Commercial investment in higher education has been a hot topic for a generation. On one hand, commercial investments have led to tremendous progress for private corporations, and large funding for higher education. Moreover, the research continues to transpire jaw-dropping workloads for faculty members and awe-inspiring research opportunities for students.
In lieu of these pressing issues, corporations like Google, Huawei, and Microsoft have ramped up their research-collaboration with higher education institutes. For example, Microsoft funded nearly 7,900 academic publications between 2015 and 2019. Moreover, the funding from corporates is becoming a boon for top universities in China as out of the 7900 papers published, more than 1600 came from China. Similarly, universities in Europe are also stepping up their game to fund more research.
Huawei launched its own European Research Institute, based in Belgium. The company also upped its commitment to higher education research from $13.6 billion to $19.5 billion. Huawei also plans to invest nearly $100 billion in R&D over the next five years. Similarly, the Netherlands managed to get more co-authorship at 5.8 % more than either higher education universities in the US and the UK.

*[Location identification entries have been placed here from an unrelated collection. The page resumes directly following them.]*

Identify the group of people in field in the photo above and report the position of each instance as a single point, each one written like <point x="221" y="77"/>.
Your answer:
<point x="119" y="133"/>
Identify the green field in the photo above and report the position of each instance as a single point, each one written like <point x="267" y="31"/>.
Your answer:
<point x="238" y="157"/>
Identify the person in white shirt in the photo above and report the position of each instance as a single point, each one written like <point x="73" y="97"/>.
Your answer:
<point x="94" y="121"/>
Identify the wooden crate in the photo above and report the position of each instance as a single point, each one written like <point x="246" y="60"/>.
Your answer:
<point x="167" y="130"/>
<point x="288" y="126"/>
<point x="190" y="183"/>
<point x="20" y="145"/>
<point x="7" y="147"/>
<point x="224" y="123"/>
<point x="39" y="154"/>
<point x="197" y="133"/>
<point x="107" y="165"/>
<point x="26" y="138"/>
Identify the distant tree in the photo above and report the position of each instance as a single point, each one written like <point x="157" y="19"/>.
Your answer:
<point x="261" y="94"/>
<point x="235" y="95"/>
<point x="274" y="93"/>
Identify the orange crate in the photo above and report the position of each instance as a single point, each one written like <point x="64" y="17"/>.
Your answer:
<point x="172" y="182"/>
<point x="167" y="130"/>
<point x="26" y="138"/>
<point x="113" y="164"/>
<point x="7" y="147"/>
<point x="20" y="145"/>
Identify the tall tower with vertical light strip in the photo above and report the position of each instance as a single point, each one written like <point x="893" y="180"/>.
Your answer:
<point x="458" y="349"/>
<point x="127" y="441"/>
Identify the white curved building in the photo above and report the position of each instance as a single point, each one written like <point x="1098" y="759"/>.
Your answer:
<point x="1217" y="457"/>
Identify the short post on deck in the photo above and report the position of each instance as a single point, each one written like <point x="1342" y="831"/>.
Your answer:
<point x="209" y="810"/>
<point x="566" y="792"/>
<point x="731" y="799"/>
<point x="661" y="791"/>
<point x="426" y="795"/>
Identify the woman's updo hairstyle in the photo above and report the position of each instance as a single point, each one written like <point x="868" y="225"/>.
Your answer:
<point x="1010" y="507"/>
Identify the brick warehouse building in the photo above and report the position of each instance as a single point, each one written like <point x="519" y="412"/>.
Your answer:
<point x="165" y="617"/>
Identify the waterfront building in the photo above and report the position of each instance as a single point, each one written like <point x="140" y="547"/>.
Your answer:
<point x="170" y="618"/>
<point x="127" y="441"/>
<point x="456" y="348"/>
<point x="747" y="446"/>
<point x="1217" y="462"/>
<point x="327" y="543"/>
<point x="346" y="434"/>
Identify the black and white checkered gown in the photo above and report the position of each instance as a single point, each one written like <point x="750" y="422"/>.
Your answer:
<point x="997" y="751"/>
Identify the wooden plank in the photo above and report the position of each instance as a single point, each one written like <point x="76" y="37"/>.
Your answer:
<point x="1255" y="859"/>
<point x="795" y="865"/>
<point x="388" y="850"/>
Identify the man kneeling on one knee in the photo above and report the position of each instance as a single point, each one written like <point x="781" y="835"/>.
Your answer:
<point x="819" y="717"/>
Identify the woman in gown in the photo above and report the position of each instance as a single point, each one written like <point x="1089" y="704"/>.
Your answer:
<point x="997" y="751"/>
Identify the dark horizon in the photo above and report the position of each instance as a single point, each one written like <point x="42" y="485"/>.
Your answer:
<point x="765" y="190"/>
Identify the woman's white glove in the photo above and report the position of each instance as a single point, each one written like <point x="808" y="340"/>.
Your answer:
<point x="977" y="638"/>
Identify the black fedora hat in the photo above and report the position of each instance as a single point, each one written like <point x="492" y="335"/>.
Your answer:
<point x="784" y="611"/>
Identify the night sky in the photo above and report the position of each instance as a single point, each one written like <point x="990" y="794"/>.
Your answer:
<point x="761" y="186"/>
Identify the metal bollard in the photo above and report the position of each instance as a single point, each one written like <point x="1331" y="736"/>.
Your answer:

Rising Funding for Sciences
The rising funding also supports sciences and engineering in particular. Among engineering, computer science, and material science remained the most popular choice for private funding. Furthermore, the funding also promises more close collaboration among higher education shortly. For example, Huawei’s institute in Belgium will work on 5G innovation along with the University of Surrey in the UK. Huawei also supports research at Aalto University in Finland, which is working on 5G technologies for autonomous vehicles, and buses.
A Rising Challenge for US Higher Education
Traditionally, US higher education has enjoyed a prominent status in research globally. US universities like Stanford and MIT have topped several ranking charts for research funding per faculty member. The rising funding among global institutes by private players and the rising quality of institutes globally remains a challenge for US higher education.
On the bright side, US higher education institutes are the primary drivers of quality original and innovative research. Factually, most Nobel Prize winners still come from US institutes. Besides, this is an area that the US still holds an advantage as it remains a top destination for world-class talent from around the world.
The rising commercial funding will likely help higher education institutes around the world build a solid foundation of funding for needy students, academic programs, and invest in original research. Only time will tell if the post-COVID-19 era awaits a brighter future for US universities.